Woodward took the lead while Newman worked behind the scenes for the film adaptation of the Pulitzer Prize-winning play The Effect of Gamma Rays on Man-in-the-Moon Marigolds in 1972. She received the Best Actress award at the Cannes Film Festival for her portrayal of a single mother estranged from her two daughters — one of whom was played by her real-life daughter Nell. The next year, Woodward received her third Academy Award nomination for Summer Wishes, Winter Dreams (1973), in which she played a woman suffering from frigidity.
Joanne Woodward also found critical success on the small screen. She won Emmy Awards for her work as an actress on See How She Runs (1978) and Do You Remember Love? (1985). As a producer, she won another Emmy for Broadway's Dreamers: The Legacy of the Group Theater in 1990.
That same year, Woodward and Newman had another successful on-screen venture together, the drama Mr. and Mrs. Bridge (1990). She played a wife and a mother who has spent much of her life lost in her conservative lawyer husband's shadow (Newman). For her deeply nuanced work, Woodward scored her fourth Academy Award nomination. She also received her college degree that same year. Woodward graduated from Sarah Lawrence College alongside her youngest daugher Claire "Clea" Newman.
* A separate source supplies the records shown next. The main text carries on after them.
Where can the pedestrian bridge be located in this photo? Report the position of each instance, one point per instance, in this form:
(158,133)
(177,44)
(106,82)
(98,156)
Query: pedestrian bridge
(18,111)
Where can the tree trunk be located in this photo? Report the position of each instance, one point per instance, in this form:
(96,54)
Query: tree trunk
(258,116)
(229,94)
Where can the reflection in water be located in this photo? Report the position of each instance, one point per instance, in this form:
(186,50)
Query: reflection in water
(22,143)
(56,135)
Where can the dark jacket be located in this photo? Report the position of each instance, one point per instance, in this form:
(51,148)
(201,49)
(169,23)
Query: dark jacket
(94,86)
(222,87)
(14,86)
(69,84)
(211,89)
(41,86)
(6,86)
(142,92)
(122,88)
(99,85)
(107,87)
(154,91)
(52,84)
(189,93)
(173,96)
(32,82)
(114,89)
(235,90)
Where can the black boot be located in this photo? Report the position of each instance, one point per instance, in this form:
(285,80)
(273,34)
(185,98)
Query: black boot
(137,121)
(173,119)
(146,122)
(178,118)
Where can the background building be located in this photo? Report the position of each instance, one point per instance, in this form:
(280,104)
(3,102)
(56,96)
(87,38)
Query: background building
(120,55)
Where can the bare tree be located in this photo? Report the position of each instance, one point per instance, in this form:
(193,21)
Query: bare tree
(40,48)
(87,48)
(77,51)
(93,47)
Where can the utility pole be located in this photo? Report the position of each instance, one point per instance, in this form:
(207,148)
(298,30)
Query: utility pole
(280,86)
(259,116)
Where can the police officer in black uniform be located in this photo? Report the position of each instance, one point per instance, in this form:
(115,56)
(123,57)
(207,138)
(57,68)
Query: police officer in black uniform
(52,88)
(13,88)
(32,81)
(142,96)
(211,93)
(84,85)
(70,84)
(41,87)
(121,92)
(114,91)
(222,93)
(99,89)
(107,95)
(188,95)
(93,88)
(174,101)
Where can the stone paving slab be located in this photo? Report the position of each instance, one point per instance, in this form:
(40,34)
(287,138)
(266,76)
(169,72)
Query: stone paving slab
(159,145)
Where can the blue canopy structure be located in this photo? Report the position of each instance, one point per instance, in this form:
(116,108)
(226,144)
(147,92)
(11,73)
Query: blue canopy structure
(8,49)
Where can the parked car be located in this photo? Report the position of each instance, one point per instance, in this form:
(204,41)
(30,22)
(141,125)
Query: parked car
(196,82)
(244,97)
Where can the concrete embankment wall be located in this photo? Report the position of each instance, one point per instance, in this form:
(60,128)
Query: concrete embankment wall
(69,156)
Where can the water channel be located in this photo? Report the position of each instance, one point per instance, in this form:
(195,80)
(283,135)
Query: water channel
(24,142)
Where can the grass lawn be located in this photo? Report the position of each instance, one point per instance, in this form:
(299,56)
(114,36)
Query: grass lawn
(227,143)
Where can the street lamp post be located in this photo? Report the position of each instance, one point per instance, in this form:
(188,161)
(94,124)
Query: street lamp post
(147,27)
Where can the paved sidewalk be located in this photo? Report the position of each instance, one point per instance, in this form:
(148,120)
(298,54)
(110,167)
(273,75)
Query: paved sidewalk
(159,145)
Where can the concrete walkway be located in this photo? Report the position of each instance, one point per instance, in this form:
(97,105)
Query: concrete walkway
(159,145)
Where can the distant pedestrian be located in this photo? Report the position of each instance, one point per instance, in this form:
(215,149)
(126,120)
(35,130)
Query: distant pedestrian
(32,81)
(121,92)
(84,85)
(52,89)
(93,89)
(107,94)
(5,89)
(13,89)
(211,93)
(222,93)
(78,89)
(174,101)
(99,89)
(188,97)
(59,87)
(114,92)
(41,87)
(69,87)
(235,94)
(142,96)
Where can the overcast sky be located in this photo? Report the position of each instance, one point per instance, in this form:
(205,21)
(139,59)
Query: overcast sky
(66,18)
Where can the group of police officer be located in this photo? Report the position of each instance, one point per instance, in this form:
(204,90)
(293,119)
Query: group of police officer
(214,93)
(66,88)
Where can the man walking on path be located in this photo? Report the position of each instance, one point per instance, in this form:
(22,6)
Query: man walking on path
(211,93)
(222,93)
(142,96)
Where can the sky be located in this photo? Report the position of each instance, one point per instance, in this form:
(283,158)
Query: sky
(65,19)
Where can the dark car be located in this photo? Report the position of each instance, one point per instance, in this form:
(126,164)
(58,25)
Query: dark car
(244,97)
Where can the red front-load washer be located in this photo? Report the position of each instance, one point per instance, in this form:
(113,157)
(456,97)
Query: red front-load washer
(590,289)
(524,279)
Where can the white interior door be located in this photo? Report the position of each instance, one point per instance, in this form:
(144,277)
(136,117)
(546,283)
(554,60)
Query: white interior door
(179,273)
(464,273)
Later films include Philadelphia (1993) with Tom Hanks and Martin Scorsese's The Age of Innocence (1993). Woodward has also appeared in several productions for television, including her final collaborative performance with her husband Paul Newman in the cable miniseries Empire Falls in 2005.
In recent years, Joanne Woodward focused most of her attention on the stage work, performing and directing plays. She has served as the artistic director at the Westport Country Playhouse. Woodward also works closely with Newman's Own and The Wall Gang Camp, which is for children with terminal or serious illnesses.
Joanne Woodward and Paul Newman have three children, Nell, Melissa and Clea. For 50 years, Woodward and Newman have been regarded as one of the most successful and enduring love stories of Hollywood. Paul Newman died of cancer at age 83 at their farmhouse in Westport, Connecticut on September 26, 2008.